Perfectly Imperfect
- Founded: 2020
- Website: www.pi.fyi

= Perfectly Imperfect (platform) =

Online newsletter

Perfectly Imperfect is an online newsletter and social media platform. It was initially founded in 2020 as a biweekly email newsletter that focused on recommendations. In January 2024, Perfectly Imperfect launched PI.FYI, a social media platform. The platform is based around sharing recommendations. Its main feed is presented in reverse chronological order and is not algorithmically curated.

== History ==
Perfectly Imperfect was started during the COVID-19 pandemic by Tyler Bainbridge, alongside college friends Alex Cushing and Serey Morm, whom he met at UMass Lowell; Morm later departed. Motivated by a dissatisfaction with algorithm-driven recommendation culture, they launched on Substack in September 2020. Its early newsletter format, PI, published brief recommendation lists and personal notes from contributors. Contributors have included a mix of underground artists and more established creative figures, such as Charli XCX, Chloe Cherry, Chloe Wise, and Meetka Otto. In October 2024, PI announced it was leaving Substack to launch its own site.

== Overview ==
The current platform, PI.FYI, features both editorial content (guest columns, long-form essays, staff picks) and user-generated recommendations.
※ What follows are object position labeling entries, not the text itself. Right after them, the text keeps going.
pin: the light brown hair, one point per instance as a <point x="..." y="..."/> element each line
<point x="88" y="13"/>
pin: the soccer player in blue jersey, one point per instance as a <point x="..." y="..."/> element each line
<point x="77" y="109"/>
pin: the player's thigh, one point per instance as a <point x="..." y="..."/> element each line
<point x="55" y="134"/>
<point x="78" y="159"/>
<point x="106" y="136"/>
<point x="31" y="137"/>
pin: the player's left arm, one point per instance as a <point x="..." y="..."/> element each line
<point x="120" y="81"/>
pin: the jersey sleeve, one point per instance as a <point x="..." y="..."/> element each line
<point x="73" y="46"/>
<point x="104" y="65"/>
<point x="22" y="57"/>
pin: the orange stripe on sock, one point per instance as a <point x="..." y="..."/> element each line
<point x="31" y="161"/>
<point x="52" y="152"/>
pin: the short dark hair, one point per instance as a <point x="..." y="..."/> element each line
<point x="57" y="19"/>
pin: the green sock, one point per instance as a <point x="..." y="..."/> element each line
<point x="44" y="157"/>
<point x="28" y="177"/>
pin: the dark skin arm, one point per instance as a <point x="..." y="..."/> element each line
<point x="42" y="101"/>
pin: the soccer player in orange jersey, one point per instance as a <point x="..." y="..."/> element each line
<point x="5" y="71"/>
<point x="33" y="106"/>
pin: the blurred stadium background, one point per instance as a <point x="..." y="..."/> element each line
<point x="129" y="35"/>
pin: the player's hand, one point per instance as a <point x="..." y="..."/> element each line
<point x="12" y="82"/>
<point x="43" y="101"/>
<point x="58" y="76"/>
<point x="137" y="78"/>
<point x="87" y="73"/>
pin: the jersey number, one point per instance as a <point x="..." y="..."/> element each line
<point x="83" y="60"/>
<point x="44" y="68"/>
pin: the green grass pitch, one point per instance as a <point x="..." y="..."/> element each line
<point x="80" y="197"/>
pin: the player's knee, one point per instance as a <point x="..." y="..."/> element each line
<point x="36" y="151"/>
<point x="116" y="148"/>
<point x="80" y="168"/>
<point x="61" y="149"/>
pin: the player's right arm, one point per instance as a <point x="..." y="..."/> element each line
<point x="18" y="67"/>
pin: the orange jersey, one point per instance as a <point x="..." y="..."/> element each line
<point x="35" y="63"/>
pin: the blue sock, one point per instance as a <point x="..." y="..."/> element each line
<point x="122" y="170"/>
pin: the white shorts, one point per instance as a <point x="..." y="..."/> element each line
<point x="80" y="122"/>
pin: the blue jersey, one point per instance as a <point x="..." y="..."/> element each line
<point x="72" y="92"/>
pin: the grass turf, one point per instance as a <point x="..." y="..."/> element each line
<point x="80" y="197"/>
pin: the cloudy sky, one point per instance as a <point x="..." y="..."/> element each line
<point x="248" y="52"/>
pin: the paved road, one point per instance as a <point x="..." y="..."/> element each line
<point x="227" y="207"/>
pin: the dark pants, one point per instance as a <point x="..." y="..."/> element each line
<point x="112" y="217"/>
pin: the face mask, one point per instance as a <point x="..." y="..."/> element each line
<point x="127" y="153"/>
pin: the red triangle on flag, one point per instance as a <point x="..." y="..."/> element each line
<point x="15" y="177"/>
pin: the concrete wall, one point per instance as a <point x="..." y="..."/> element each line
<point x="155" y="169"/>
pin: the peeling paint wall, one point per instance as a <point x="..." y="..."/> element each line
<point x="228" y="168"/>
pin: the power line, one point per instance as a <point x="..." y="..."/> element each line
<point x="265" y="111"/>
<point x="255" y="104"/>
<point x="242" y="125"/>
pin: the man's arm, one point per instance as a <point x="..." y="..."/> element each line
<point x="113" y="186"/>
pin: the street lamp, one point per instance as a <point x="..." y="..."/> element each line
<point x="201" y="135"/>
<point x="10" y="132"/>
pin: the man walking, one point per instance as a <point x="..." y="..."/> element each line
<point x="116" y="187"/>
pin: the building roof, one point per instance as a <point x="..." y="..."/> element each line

The platform also supports "Ask" posts, where users can solicit recommendations from the community, and allows commenting, liking, and profile customization. In August 2025, it launched an events feature. In 2022, Perfectly Imperfect hosted their first offline event at Baby's All Right in Brooklyn, with a performance by The Dare. They have since expanded their event promotion/sponsorship to markets such as Los Angeles, San Francisco, and even Auckland.